North Dakota has followed the view that the writ of mandamus is not available as a matter of right but also involves the sound discretion of the court.

This court will not overturn the trial court's denial of a writ of mandamus unless there is a finding that the court has abused its discretion. Dawes v. City of Grand Forks, 62 N.D. 67, 243 N.W. 802 (1931); State ex rel. Johnson v. Ely, 23 N.D. 619, 137 N.W. 834 (1912); Territory ex rel. Wallace v. Woodbury, 1 N.D. 85, 44 N.W. 1077 (1890). In Dawes, the court said that even where the applicant shows a clear legal right for which mandamus would be an appropriate remedy and where without the writ the applicant would be without remedy, the court may deny the writ where by its issuance the public would be injuriously affected or where there has been lathes in seeking the remedy. In Ely the court said that mandamus will not be granted to compel the performance of an act, even though required by law, when no beneficial result will be attained.
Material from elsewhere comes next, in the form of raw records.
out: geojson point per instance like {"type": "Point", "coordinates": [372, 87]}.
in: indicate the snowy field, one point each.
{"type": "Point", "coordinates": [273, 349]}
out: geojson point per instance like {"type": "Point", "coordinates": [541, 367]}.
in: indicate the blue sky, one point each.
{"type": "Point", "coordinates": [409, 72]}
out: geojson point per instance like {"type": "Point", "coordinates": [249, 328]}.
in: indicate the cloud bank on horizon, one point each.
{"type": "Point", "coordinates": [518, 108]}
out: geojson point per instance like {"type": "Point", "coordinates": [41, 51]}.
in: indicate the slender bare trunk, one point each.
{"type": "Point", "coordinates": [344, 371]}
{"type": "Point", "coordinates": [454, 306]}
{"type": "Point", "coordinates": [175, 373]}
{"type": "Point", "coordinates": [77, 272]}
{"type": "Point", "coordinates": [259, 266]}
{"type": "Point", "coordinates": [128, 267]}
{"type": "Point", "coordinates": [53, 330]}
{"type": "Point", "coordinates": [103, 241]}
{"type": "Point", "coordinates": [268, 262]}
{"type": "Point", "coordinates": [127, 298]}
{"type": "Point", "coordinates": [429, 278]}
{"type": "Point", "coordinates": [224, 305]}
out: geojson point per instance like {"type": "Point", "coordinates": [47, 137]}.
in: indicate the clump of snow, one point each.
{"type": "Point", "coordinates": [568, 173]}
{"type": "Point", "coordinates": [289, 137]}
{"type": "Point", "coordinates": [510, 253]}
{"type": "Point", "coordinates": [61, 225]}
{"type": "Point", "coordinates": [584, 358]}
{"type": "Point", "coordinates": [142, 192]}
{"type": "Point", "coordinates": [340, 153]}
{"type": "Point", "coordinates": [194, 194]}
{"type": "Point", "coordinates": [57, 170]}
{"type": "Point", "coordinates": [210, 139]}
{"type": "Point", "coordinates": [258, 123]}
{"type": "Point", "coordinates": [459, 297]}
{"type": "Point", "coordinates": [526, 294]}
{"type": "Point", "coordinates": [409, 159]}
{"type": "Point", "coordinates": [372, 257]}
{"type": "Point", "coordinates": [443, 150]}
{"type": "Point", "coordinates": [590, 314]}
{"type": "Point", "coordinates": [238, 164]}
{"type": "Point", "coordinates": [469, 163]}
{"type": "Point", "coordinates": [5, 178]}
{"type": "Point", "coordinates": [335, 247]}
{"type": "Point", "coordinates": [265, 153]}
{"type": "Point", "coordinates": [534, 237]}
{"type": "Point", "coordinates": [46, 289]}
See also, 55 C.J.S. Mandamus § 9, page 29.

Under these principles of law and under the conditions existing in this case, and being particularly mindful that the trial court stated to the petitioners in open court that upon application leave to amend the petition so that the proper remedy may be invoked will be liberally extended, we cannot conclude as a matter of law that the trial court abused its discretion in denying the application for writ of mandamus even though another court may have reached a different conclusion.
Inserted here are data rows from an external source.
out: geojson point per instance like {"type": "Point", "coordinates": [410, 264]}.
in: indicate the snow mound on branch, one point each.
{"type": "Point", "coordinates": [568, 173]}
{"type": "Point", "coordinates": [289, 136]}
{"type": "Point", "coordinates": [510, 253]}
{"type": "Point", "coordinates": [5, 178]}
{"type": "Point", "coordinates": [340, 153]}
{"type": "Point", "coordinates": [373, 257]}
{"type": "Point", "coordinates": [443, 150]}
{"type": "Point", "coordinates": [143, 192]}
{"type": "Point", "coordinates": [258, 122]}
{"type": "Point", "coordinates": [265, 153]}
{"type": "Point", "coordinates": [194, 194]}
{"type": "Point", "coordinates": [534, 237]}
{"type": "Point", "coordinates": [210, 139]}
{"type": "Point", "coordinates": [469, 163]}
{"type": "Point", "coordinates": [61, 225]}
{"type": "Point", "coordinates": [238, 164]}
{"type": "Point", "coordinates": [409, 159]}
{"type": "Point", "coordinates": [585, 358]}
We therefore conclude that the trial court did not abuse its discretion in denying the Association's application for a writ of mandamus.

ERICKSTAD, C. J., and VOGEL, PEDERSON and PAULSON, JJ., concur.

NOTES

[1] (1) Class size; (2) procedures for reduction in force; (3) policies for individual and professional leave; (4) procedure for establishment of curriculum to permit teacher input; (5) teacher evaluation policies; (6) teacher transfer procedures; (7) grievance procedure, including binding arbitration; (8) binding arbitration in negotiations; (9) schedule for work year.

[2] "Nothing contained herein is intended to or shall conflict with, contravene, abrogate, or diminish the powers, authority, duties, and responsibilities vested in boards of education by the statutes and laws of the state of North Dakota."